A controversial new study suggests the widely prescribed antidepressants Prozac, Paxil, and Effexor work no better than placebo for most patients who take them, and many depression experts now cry foul.
What does the new study say about the ineffectiveness of antidepressants?
In findings published in the February issue of the journal PloS Medicine, researchers conclude that when taken as a whole, the data show that only a small group of the most severely depressed patients benefit from taking one of the antidepressants.
For less severely depressed patients, the antidepressants were found to work no better than placebos, leading the researchers to conclude that most patients who take antidepressants probably shouldn't be on them.
Does this study contradict numerous positive studies on antidepressants?
Yes, it does. In a statement, American Psychiatric Association President-elect Nada Stotland, MD, maintains that studies like this one, which compare a single drug to placebo, do not accurately reflect the way doctors prescribe antidepressants today.
Stotland says many people who are depressed do not respond to the first antidepressant they try. "It may take up to an average of three or more different antidepressants until we find the one that works for a particular individual. Therefore, testing any single antidepressant on a group of depressed individuals will show that many of them do not improve."
What do other findings show about using antidepressants?
According to Ronald R. Fieve, MD, psychopharmacologist and professor of clinical psychiatry at Columbia Presbyterian Medical Center in New York City, its not unusual for an antidepressant to take two to six weeks to have an effect on a patient's mood.
"People must realize that we've come a long way in reducing the side effects of antidepressants since first prescribing the tricyclics," Fieve says. "And while drug companies have reduced medication side effects with the newer [antidepressants], there's still not much improvement with onset of action or efficacy."
Fieve notes that in his practice, a good number of patients dramatically come out of their depression within 10 days to two weeks. "About 65% see improvement on the first antidepressant, and 85% of patients succeed on one to three antidepressant trials."
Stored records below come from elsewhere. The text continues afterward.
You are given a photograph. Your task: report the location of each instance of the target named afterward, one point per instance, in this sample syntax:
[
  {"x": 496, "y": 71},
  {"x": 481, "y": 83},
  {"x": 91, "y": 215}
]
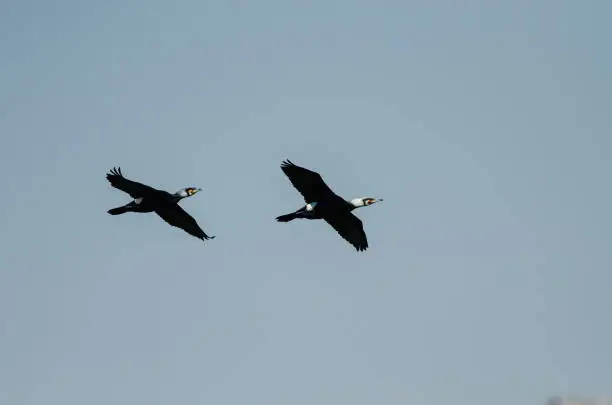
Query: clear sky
[{"x": 485, "y": 126}]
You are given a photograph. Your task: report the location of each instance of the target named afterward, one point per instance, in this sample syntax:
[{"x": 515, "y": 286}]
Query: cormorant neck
[{"x": 357, "y": 202}]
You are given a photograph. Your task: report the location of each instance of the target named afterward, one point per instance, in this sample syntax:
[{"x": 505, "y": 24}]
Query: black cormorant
[
  {"x": 323, "y": 203},
  {"x": 164, "y": 204}
]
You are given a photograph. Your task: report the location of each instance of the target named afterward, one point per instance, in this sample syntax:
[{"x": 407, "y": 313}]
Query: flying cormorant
[
  {"x": 164, "y": 204},
  {"x": 323, "y": 203}
]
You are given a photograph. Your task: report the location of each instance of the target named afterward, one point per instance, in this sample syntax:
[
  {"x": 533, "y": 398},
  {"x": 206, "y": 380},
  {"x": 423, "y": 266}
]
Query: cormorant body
[
  {"x": 323, "y": 203},
  {"x": 148, "y": 199}
]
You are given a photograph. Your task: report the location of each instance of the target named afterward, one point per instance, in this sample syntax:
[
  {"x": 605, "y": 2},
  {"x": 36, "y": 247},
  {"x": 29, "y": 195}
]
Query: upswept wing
[
  {"x": 133, "y": 188},
  {"x": 178, "y": 217},
  {"x": 310, "y": 184},
  {"x": 351, "y": 229}
]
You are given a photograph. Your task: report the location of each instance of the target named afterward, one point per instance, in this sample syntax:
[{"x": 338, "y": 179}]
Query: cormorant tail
[
  {"x": 118, "y": 210},
  {"x": 287, "y": 217}
]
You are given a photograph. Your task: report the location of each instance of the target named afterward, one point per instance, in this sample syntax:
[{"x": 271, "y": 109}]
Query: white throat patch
[{"x": 311, "y": 206}]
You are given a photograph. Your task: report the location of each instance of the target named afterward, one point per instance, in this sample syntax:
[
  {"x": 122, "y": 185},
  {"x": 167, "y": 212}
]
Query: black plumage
[
  {"x": 163, "y": 203},
  {"x": 323, "y": 203}
]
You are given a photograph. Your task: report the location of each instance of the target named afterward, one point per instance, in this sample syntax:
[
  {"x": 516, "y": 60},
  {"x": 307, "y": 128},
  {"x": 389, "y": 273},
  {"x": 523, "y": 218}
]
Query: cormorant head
[
  {"x": 364, "y": 202},
  {"x": 188, "y": 192}
]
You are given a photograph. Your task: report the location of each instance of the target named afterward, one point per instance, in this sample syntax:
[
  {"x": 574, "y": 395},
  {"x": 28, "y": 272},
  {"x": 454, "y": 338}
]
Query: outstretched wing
[
  {"x": 310, "y": 184},
  {"x": 351, "y": 229},
  {"x": 177, "y": 216},
  {"x": 133, "y": 188}
]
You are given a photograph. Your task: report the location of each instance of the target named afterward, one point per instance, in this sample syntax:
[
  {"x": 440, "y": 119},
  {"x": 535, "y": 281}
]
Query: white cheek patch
[{"x": 311, "y": 206}]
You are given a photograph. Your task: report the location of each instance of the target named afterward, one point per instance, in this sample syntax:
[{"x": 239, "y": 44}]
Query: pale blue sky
[{"x": 484, "y": 125}]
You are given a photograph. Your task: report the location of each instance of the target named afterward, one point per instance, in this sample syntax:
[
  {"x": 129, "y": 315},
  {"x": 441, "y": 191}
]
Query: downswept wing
[
  {"x": 310, "y": 184},
  {"x": 178, "y": 217},
  {"x": 351, "y": 229},
  {"x": 133, "y": 188}
]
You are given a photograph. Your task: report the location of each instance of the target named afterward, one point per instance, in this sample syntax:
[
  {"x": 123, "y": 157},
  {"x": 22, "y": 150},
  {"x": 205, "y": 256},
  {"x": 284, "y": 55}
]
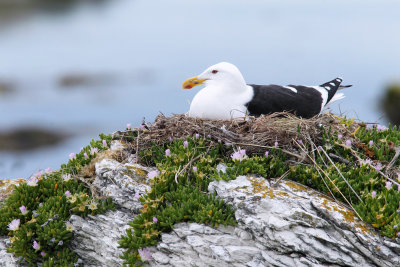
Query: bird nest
[{"x": 253, "y": 134}]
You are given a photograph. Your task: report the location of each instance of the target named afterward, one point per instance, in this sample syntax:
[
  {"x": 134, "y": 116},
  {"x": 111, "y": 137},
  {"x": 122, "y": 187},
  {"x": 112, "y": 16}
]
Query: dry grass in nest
[{"x": 253, "y": 134}]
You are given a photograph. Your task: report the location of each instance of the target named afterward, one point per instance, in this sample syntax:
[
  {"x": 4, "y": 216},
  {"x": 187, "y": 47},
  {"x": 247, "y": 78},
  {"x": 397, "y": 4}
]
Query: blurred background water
[{"x": 73, "y": 69}]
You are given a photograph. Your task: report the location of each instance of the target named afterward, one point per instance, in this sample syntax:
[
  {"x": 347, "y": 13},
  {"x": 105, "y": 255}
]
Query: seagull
[{"x": 227, "y": 96}]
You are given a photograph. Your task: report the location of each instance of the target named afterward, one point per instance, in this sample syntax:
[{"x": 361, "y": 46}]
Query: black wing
[{"x": 306, "y": 102}]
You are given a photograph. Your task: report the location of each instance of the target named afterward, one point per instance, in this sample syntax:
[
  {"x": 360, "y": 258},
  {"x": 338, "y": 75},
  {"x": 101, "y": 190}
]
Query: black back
[{"x": 275, "y": 98}]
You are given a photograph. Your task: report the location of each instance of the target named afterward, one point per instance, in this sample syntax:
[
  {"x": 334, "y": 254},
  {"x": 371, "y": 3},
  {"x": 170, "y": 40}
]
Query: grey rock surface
[{"x": 283, "y": 224}]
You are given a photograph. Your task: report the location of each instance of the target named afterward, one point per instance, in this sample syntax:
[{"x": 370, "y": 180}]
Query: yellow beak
[{"x": 192, "y": 82}]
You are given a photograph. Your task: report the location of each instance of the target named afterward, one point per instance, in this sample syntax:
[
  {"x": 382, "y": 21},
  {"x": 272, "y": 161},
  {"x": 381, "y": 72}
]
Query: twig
[
  {"x": 394, "y": 158},
  {"x": 281, "y": 178},
  {"x": 340, "y": 159},
  {"x": 327, "y": 176},
  {"x": 341, "y": 175},
  {"x": 271, "y": 147}
]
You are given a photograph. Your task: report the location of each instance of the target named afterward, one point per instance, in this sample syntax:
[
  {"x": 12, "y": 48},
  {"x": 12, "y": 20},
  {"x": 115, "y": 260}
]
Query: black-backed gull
[{"x": 226, "y": 95}]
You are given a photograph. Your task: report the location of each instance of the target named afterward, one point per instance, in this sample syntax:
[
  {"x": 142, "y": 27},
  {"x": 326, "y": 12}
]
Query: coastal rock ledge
[{"x": 280, "y": 223}]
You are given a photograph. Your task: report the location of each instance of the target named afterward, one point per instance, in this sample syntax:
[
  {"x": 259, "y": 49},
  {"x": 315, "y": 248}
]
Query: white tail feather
[{"x": 336, "y": 97}]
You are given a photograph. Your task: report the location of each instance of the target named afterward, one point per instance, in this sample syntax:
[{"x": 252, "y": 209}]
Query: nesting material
[{"x": 253, "y": 134}]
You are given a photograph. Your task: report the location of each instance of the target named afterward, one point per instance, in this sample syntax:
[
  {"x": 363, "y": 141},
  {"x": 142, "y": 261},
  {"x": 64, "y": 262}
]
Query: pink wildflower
[
  {"x": 36, "y": 245},
  {"x": 348, "y": 143},
  {"x": 300, "y": 141},
  {"x": 23, "y": 210},
  {"x": 153, "y": 174},
  {"x": 93, "y": 150},
  {"x": 144, "y": 254},
  {"x": 389, "y": 185}
]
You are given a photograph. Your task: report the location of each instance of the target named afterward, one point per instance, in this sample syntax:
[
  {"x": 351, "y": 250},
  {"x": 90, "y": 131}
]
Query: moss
[
  {"x": 49, "y": 200},
  {"x": 176, "y": 194}
]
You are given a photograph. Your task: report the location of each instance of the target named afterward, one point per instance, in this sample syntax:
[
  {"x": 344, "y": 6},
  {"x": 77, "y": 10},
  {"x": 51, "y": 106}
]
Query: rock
[{"x": 282, "y": 225}]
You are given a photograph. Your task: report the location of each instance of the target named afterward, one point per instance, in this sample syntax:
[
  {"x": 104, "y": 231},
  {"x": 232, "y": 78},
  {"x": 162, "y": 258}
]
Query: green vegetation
[
  {"x": 35, "y": 214},
  {"x": 186, "y": 167},
  {"x": 360, "y": 169}
]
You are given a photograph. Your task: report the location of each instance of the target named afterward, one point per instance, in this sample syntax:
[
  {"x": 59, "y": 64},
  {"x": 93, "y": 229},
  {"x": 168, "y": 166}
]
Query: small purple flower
[
  {"x": 370, "y": 143},
  {"x": 380, "y": 128},
  {"x": 239, "y": 155},
  {"x": 378, "y": 167},
  {"x": 23, "y": 210},
  {"x": 32, "y": 181},
  {"x": 94, "y": 150},
  {"x": 348, "y": 143},
  {"x": 36, "y": 245},
  {"x": 388, "y": 185},
  {"x": 14, "y": 225},
  {"x": 145, "y": 254},
  {"x": 153, "y": 174},
  {"x": 365, "y": 162},
  {"x": 300, "y": 141}
]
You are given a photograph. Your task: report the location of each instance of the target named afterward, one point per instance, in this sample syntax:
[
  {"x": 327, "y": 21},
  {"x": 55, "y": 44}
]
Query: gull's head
[{"x": 223, "y": 73}]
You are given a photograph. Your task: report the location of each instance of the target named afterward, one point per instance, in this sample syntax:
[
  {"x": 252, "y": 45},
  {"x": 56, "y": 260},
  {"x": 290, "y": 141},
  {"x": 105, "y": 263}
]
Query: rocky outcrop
[{"x": 279, "y": 224}]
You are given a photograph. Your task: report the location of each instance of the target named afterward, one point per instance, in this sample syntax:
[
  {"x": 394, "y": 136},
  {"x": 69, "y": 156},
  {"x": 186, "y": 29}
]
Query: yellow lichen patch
[
  {"x": 297, "y": 187},
  {"x": 348, "y": 215},
  {"x": 259, "y": 186},
  {"x": 137, "y": 170}
]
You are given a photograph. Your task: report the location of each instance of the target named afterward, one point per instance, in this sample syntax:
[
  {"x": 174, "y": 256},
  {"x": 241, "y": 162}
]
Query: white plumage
[{"x": 226, "y": 95}]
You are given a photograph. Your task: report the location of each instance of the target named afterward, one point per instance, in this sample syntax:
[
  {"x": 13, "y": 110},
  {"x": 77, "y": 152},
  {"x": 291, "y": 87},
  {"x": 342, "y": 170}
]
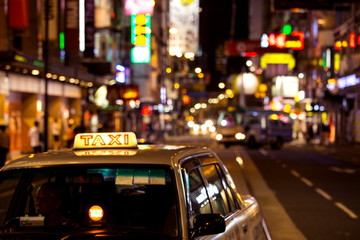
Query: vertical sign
[
  {"x": 139, "y": 7},
  {"x": 52, "y": 18},
  {"x": 89, "y": 28},
  {"x": 141, "y": 38},
  {"x": 18, "y": 13},
  {"x": 184, "y": 26},
  {"x": 72, "y": 27}
]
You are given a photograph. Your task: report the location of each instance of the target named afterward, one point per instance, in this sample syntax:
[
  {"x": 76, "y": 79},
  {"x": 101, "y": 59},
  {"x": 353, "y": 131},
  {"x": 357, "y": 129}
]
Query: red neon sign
[
  {"x": 295, "y": 41},
  {"x": 352, "y": 43}
]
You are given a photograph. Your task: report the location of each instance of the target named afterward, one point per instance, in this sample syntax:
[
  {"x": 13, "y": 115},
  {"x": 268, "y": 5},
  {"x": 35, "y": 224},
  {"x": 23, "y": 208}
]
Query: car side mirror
[{"x": 207, "y": 224}]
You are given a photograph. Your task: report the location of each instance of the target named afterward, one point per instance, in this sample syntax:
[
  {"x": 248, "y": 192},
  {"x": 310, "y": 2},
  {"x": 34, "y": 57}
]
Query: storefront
[{"x": 22, "y": 101}]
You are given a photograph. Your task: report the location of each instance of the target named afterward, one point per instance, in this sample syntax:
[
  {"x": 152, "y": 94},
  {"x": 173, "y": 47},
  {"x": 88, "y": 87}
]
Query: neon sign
[
  {"x": 352, "y": 42},
  {"x": 294, "y": 41},
  {"x": 140, "y": 37}
]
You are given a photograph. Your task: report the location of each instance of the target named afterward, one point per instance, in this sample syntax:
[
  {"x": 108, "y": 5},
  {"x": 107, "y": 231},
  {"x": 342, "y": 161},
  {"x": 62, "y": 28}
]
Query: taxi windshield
[{"x": 130, "y": 199}]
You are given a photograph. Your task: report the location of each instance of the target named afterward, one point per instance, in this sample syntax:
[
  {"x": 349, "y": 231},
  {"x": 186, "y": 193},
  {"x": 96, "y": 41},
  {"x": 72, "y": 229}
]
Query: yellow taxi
[{"x": 110, "y": 187}]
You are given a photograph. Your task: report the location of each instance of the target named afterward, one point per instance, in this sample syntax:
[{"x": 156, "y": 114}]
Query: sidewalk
[{"x": 349, "y": 152}]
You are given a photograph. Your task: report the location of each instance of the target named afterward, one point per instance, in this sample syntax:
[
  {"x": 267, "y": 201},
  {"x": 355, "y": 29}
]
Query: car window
[
  {"x": 198, "y": 195},
  {"x": 216, "y": 191},
  {"x": 212, "y": 196},
  {"x": 7, "y": 188},
  {"x": 130, "y": 197}
]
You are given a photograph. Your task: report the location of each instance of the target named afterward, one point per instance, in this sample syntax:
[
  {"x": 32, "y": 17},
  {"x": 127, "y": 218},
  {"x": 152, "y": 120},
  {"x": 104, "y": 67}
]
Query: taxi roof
[{"x": 144, "y": 154}]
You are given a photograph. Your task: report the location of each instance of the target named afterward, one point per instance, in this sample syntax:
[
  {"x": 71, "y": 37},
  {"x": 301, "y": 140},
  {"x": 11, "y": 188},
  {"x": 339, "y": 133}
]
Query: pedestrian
[
  {"x": 55, "y": 130},
  {"x": 34, "y": 134},
  {"x": 4, "y": 144}
]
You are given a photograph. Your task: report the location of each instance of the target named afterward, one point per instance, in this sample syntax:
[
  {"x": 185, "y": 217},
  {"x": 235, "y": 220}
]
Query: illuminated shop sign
[
  {"x": 294, "y": 41},
  {"x": 351, "y": 42},
  {"x": 348, "y": 81},
  {"x": 140, "y": 38},
  {"x": 277, "y": 58},
  {"x": 120, "y": 75},
  {"x": 139, "y": 7}
]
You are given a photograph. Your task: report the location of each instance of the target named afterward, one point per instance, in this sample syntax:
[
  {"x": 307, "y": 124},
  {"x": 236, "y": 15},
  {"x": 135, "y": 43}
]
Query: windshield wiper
[{"x": 33, "y": 235}]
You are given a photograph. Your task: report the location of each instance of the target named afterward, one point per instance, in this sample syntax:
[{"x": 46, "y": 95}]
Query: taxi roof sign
[{"x": 105, "y": 140}]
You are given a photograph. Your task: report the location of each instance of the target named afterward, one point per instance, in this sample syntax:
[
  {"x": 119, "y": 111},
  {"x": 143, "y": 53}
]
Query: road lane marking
[
  {"x": 263, "y": 152},
  {"x": 295, "y": 173},
  {"x": 323, "y": 193},
  {"x": 342, "y": 170},
  {"x": 346, "y": 210},
  {"x": 306, "y": 181}
]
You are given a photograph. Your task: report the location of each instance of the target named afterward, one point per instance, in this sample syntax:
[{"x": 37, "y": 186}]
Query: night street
[{"x": 303, "y": 193}]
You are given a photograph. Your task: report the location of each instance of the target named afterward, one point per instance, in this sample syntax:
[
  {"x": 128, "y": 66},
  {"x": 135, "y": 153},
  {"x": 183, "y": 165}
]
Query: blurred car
[{"x": 110, "y": 187}]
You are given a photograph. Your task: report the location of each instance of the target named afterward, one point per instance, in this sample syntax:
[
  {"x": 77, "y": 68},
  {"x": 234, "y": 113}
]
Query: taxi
[{"x": 110, "y": 187}]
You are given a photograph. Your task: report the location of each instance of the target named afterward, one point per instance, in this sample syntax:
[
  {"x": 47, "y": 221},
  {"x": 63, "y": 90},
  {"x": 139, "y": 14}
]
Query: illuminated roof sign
[{"x": 105, "y": 140}]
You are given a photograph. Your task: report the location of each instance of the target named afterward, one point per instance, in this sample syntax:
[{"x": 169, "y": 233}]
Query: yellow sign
[
  {"x": 277, "y": 58},
  {"x": 105, "y": 140}
]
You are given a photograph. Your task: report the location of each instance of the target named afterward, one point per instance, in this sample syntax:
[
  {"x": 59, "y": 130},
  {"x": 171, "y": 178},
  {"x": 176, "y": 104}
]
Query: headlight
[{"x": 240, "y": 136}]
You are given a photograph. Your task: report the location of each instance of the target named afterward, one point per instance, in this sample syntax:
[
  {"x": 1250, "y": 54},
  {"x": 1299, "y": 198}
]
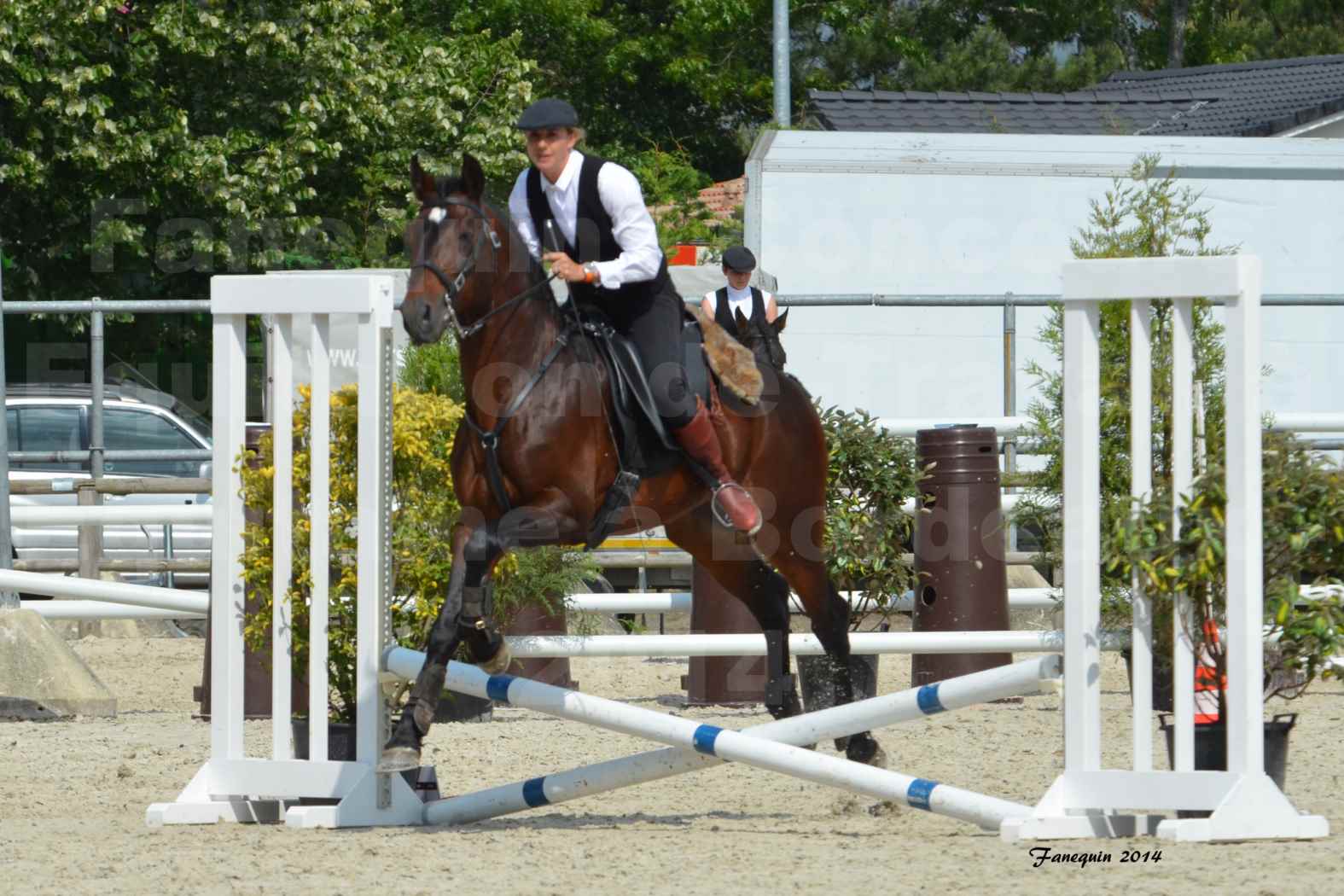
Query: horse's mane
[{"x": 448, "y": 184}]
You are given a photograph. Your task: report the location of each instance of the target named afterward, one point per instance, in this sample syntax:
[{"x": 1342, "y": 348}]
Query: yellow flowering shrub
[{"x": 423, "y": 512}]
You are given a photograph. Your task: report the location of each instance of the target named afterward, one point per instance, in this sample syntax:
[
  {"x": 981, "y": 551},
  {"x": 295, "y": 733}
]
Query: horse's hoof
[
  {"x": 398, "y": 759},
  {"x": 499, "y": 662},
  {"x": 862, "y": 750},
  {"x": 878, "y": 759}
]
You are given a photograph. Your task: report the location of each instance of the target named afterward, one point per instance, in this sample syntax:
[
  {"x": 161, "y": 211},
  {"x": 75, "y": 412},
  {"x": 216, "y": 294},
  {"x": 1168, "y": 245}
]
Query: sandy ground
[{"x": 74, "y": 797}]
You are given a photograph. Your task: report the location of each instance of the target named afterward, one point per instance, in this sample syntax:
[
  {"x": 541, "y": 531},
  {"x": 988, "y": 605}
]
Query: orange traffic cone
[{"x": 1207, "y": 683}]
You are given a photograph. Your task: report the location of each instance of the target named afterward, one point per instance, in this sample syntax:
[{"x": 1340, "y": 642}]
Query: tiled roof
[
  {"x": 1253, "y": 100},
  {"x": 724, "y": 196},
  {"x": 1257, "y": 98}
]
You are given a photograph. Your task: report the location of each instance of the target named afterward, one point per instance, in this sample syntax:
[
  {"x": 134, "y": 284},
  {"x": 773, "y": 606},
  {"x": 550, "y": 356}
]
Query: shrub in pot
[
  {"x": 423, "y": 510},
  {"x": 870, "y": 477},
  {"x": 1302, "y": 544}
]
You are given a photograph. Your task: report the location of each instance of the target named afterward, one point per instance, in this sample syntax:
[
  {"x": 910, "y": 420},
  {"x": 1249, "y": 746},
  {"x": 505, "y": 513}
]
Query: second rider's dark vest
[
  {"x": 724, "y": 315},
  {"x": 591, "y": 233}
]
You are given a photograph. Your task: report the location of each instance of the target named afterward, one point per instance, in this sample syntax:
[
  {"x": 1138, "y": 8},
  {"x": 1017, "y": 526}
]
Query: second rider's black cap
[
  {"x": 549, "y": 113},
  {"x": 740, "y": 259}
]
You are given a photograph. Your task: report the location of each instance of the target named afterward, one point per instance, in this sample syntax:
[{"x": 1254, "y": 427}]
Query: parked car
[{"x": 56, "y": 418}]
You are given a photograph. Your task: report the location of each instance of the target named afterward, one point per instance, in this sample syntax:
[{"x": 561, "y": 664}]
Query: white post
[
  {"x": 1089, "y": 801},
  {"x": 1245, "y": 528},
  {"x": 1183, "y": 467},
  {"x": 1140, "y": 489},
  {"x": 226, "y": 589},
  {"x": 282, "y": 501},
  {"x": 317, "y": 791},
  {"x": 1082, "y": 535},
  {"x": 319, "y": 550}
]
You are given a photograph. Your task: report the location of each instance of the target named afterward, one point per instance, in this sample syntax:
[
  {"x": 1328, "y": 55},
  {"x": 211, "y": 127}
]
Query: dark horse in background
[{"x": 469, "y": 271}]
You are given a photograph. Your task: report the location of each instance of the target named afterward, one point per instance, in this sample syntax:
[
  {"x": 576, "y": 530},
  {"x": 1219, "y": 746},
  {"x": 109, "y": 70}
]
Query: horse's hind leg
[
  {"x": 829, "y": 615},
  {"x": 761, "y": 589},
  {"x": 474, "y": 552}
]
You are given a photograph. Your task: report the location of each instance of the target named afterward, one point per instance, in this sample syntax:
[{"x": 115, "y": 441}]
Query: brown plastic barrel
[
  {"x": 720, "y": 681},
  {"x": 958, "y": 547}
]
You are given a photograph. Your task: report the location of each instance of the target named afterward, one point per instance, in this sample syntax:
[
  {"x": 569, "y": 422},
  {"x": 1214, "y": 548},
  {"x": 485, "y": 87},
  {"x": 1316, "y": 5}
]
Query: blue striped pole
[{"x": 749, "y": 748}]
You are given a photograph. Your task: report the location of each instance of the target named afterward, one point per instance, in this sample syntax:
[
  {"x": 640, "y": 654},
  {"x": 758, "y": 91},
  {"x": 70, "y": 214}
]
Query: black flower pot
[
  {"x": 340, "y": 739},
  {"x": 1161, "y": 681},
  {"x": 1211, "y": 748}
]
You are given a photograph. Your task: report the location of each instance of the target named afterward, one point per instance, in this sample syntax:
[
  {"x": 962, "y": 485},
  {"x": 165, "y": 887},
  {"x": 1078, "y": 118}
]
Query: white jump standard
[
  {"x": 1086, "y": 800},
  {"x": 233, "y": 786}
]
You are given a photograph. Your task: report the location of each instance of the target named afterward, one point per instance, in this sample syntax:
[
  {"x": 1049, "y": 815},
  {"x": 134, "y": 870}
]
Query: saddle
[{"x": 644, "y": 445}]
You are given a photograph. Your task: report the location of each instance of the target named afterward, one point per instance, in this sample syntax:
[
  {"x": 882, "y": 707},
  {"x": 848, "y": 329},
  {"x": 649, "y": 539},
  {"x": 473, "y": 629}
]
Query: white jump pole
[
  {"x": 730, "y": 746},
  {"x": 680, "y": 601},
  {"x": 838, "y": 722},
  {"x": 801, "y": 645},
  {"x": 136, "y": 596},
  {"x": 102, "y": 610}
]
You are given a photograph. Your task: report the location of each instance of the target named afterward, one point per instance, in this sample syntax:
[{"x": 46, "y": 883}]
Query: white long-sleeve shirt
[
  {"x": 632, "y": 226},
  {"x": 738, "y": 300}
]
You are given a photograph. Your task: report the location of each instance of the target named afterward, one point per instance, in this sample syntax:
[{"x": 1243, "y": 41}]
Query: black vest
[
  {"x": 591, "y": 233},
  {"x": 724, "y": 316}
]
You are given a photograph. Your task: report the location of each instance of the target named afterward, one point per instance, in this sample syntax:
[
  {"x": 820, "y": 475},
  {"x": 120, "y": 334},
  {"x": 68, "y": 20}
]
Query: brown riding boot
[{"x": 733, "y": 505}]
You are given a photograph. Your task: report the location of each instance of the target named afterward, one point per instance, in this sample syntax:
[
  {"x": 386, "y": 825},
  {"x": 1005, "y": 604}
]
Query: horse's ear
[
  {"x": 421, "y": 182},
  {"x": 474, "y": 179}
]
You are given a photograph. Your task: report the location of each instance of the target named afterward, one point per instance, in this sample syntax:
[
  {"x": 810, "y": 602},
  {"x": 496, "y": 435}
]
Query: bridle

Why wouldn’t an antidepressant work?
According to Fieve, sometimes the doctor chooses the wrong antidepressant, or the right antidepressant in the wrong dosage, or does not administer the antidepressant for at least six weeks at the highest dose tolerable to achieve full therapeutic results.
In addition, if the depressed patient has problems with alcohol or drug abuse and takes an antidepressant, the medication isn't getting at the real problem. There are also patients who are heavily medicated on tranquilizers who wonder why an antidepressant doesn't work to ease their depression. Coming off the tranquilizers may improve mood, Fieve says.
Can alternative treatments help in treating depression?
But what about those with major depressive disorder? "Medications are necessary," Fieve says. "Psychotherapy is also a useful adjunct in combination with medications."
What about teens and antidepressants?
The latest findings published in The Journal of the American Medical Association show that depressed teens who don't respond well to the first prescribed antidepressant medication begin to improve if they are switched to a different antidepressant medication and also offered "talk" therapy.
The combination -- switching medications and offering talk therapy -- works better than simply changing medications, the researchers found, although switching medications alone also offers improvement.
What are the common signs of depression?
Symptoms of depression vary per person but may include depressed mood most of the day, particularly in the morning, diminished interest or pleasure in activities, weight loss or gain, insomnia or excessive sleep, fatigue or loss of energy, impaired concentration, and feelings of worthlessness or guilt, among others.
Teens and children with depression may experience apathy, social withdrawal, weight loss, insomnia, fatigue, isolation from family and friends, a drop in school performance, and even drug or alcohol abuse.
Fieve said there are standard guidelines for diagnosing and treating a host of mood disorders, including major depression, dysthymia, seasonal affective disorder (SAD), bipolar depression, and others published in the American Psychiatric Association's Diagnostic and Statistical Manual, Fourth Edition – the DSM-IV.
What causes depression?
The causes of depression are many. For some, depression occurs after loss of a loved one, a change in one's life such as getting divorced, or after being diagnosed with a serious medical disease. For others, depression just happens, possibly because of their family history. Medications can cause depression, and nearly 30% of people with substance abuse problems also have major depression.
How do most doctors treat depression?
Standard treatment of depression includes antidepressants and/or psychotherapy, as well as a multifaceted program of diet and lifestyle changes and alternative therapies. Experts believe that different treatment approaches work for different people -- and it's not easy to predict what might work.
What if my antidepressant doesn’t seem to work?
Talk to your doctor. You may need to try a different type of antidepressant until you find the right fit and may need additional treatment, such as talk therapy. Just like with any chronic medical condition, it takes patience and perseverance to get the best outcome with depression.